Anything within the range can represent its gaps in any of a number of different ways, but one way that works is to greedily allocate the "slack" - for example, if you are 1000 away from the new total length using your above example, you can pick the first three gaps to be 500 (which is 300 extra slack each, for 900 total extra) and then the fourth to be 300 (for the extra 100 slack, totaling 1000) and every additional gap should be minimum (200).
Say I have the following for a bunch of items.
item position
item size
item length
A smaller position is better, but a larger length and size are better.
I want to find the item that has the smallest position, largest length and size.
Can I simply calculate a value such as (total - position) * size * length for each item, and then find the item with the largest value? Would it be better to work off percentages?
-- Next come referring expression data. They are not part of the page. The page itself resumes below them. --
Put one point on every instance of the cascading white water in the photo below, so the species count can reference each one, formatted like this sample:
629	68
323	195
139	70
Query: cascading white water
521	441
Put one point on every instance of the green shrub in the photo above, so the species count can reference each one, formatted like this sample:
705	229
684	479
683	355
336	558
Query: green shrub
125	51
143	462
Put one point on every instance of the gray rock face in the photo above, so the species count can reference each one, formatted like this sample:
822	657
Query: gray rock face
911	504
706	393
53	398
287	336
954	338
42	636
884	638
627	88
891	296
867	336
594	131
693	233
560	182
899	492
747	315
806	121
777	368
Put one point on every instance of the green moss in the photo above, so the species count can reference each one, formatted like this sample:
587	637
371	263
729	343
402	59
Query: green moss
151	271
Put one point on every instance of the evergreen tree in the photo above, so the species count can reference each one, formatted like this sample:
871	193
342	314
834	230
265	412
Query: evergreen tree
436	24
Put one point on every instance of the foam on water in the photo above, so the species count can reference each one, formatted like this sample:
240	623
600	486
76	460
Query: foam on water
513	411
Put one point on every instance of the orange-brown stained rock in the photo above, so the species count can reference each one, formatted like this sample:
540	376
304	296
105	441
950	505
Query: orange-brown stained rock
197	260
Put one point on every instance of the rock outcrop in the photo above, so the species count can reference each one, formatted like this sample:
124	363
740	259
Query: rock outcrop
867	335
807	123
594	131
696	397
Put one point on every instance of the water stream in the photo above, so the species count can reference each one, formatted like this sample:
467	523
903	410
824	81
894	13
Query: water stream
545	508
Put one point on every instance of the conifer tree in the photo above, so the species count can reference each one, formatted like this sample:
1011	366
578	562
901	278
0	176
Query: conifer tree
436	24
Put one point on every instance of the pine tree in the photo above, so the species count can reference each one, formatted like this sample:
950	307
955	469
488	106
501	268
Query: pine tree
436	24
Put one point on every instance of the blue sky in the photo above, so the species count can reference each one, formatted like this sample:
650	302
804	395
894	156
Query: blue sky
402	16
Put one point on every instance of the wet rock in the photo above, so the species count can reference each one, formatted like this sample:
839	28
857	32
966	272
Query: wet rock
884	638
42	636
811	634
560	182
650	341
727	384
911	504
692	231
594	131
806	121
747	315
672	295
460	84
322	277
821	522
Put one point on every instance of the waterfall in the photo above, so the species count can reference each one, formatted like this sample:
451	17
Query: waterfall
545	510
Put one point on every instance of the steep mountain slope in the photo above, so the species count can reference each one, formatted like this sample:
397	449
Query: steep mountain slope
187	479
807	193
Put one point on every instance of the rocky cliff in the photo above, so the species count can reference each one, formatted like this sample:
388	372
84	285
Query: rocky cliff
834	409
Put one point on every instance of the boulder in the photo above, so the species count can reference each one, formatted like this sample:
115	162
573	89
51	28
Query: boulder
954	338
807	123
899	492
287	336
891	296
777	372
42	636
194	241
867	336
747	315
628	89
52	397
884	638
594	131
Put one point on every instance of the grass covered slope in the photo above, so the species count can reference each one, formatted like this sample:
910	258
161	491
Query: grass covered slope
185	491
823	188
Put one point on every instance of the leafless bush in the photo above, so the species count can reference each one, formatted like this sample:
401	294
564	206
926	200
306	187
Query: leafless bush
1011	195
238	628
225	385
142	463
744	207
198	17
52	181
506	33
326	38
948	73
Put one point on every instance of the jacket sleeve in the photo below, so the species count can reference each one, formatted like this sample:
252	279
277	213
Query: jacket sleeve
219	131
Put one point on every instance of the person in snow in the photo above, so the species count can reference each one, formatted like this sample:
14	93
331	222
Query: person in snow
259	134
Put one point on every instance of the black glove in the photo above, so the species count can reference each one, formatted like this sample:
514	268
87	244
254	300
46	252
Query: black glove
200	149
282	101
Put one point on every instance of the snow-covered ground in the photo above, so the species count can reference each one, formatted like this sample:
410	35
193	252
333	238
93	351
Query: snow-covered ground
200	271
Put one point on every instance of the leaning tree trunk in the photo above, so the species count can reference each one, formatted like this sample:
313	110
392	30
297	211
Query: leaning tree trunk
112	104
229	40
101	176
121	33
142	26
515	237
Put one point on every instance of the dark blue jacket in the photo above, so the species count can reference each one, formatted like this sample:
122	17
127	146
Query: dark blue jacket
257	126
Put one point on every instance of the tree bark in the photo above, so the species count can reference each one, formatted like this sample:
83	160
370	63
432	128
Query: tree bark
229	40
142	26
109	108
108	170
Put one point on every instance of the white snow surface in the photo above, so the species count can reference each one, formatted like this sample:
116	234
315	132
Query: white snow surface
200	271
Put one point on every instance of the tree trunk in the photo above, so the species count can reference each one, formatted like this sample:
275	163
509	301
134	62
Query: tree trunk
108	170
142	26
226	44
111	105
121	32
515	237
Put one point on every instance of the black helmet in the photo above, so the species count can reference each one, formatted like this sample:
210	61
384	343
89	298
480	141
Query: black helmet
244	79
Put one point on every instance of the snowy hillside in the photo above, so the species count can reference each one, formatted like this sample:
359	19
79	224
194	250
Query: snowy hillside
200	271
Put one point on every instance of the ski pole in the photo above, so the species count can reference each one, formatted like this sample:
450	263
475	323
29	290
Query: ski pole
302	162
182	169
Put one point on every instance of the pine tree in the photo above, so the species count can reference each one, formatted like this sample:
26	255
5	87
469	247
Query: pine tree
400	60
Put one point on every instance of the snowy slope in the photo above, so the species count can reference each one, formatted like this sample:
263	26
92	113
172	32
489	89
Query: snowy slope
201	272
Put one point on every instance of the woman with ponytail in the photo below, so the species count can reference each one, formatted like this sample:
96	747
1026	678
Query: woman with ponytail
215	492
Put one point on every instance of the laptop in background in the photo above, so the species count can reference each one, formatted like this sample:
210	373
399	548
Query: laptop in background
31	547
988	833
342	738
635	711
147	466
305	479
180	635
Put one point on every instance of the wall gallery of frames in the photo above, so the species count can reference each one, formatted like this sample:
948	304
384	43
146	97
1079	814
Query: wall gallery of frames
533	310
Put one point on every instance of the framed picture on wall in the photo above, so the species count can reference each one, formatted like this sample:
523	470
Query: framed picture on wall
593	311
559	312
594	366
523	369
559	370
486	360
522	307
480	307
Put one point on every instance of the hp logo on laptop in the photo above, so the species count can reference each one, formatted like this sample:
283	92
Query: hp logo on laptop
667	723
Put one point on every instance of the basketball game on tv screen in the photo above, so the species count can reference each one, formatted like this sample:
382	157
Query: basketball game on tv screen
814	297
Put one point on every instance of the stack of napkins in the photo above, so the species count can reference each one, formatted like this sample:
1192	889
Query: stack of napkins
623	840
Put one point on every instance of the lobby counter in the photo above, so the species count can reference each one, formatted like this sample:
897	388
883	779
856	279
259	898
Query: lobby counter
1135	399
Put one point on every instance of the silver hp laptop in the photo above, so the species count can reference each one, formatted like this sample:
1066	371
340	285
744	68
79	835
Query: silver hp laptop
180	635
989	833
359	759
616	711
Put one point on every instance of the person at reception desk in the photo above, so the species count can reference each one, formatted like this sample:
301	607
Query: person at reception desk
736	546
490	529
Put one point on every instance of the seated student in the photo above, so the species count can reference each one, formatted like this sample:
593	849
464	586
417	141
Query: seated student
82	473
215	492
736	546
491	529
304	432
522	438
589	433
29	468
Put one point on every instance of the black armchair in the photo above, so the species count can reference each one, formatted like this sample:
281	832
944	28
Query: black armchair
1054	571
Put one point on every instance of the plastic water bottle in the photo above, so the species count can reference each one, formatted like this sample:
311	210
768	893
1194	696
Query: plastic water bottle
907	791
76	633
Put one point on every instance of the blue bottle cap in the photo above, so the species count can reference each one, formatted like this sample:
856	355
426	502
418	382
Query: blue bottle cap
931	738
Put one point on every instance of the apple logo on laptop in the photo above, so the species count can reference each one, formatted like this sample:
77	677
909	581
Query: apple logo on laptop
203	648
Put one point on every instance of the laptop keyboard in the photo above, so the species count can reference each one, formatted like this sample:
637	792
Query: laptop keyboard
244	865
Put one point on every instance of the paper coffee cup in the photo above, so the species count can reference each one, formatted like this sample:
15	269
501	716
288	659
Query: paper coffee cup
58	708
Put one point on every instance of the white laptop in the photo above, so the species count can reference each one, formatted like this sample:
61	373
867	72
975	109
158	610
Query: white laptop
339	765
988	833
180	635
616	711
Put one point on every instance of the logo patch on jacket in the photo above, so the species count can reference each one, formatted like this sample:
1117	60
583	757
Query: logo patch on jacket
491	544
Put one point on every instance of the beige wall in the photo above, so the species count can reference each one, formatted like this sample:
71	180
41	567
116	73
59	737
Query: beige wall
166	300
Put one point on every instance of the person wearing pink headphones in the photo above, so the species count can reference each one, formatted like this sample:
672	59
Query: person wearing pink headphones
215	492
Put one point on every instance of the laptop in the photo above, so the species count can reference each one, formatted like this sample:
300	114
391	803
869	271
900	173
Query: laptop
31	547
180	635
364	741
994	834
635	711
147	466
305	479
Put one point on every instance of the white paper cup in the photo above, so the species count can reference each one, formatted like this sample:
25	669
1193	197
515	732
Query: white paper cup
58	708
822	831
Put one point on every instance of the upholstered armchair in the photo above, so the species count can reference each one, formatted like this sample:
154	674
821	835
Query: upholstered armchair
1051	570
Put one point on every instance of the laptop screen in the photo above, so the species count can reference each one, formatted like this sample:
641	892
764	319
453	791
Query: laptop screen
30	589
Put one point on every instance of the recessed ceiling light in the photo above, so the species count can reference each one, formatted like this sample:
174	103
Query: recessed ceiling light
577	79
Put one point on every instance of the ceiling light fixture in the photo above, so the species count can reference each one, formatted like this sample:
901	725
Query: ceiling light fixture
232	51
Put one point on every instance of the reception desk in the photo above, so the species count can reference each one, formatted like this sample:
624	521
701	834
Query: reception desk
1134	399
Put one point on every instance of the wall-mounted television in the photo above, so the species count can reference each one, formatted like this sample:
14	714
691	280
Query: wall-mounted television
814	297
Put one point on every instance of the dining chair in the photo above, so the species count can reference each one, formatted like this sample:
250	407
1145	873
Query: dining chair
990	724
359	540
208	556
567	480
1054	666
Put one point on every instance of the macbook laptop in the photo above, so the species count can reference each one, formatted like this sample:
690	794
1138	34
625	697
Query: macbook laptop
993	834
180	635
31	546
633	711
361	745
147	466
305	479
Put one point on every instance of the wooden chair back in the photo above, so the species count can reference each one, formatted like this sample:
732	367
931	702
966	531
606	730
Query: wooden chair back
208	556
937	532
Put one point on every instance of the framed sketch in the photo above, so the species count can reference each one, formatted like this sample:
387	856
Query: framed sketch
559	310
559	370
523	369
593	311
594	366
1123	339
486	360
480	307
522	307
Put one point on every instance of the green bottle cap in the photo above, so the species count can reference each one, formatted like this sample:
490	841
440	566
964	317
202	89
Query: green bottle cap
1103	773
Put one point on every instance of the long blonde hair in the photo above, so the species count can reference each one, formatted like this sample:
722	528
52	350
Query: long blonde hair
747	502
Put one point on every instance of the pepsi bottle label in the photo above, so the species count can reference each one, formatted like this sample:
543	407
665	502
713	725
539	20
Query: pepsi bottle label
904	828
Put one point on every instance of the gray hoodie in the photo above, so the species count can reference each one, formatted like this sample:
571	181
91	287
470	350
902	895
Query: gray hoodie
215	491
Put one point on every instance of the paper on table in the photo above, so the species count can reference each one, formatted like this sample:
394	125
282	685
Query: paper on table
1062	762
Either add a fourth item, which is your calculated value of 'goodness', and sort by that OR if your language of choice allows, override the comparason operators for sorting to use your formula and then sort. Note that the latter approach means that the function to determine betterness will be applied multiple times per item in the list, but it has the advantage of ease of making a procedural comparason possible (eg first look at the position, then if that is equal, look at size then length) - athough this could also be expressed as a formula resulting in a single number to sort by.
As for your proposed formula, note that each item has the same numerical weight even though they are measured on completely unrelated scales. Furthermore, all items with either position=total, size=0 or length=0 evaluate to zero.
If what you want is that position is the most important thing, but given equal positions, size is the next most important thing, but given equal positions and sizes, then go by length, this can be formulated into a single number as follows:
(P-position)*(S*L) + size*L + length
where L is a magic number that is greater than the maximum possible length value, S is a number greater than the maximum possible size value, and P is a number greater than the maximum possible position value.
If, on the other hand, what you want is some scale where the items are of whatever relative importances, one possible formula looks like this:
((P-position)/P)*pScale * (size/S)*sScale * (length/L)*lScale
In this version, P, S and L have much the same definitions as before - but it is very inmportant that the values of P, S and L are meaningful in a compatible way, e.g all very close to expected maximum values. pScale, sScale and lScale are there so you can essentially specify the relative importance of each item. They could all be 1 if all atems are equally important, in which case you could leave them out entirely.
As previously answered, though, there are also a potentially infinite number of other ways you could choose to code this. As a random example, for large sizes, length could become less important; those possibilities would require much additional thought as to what is actually meant by such a vague statement.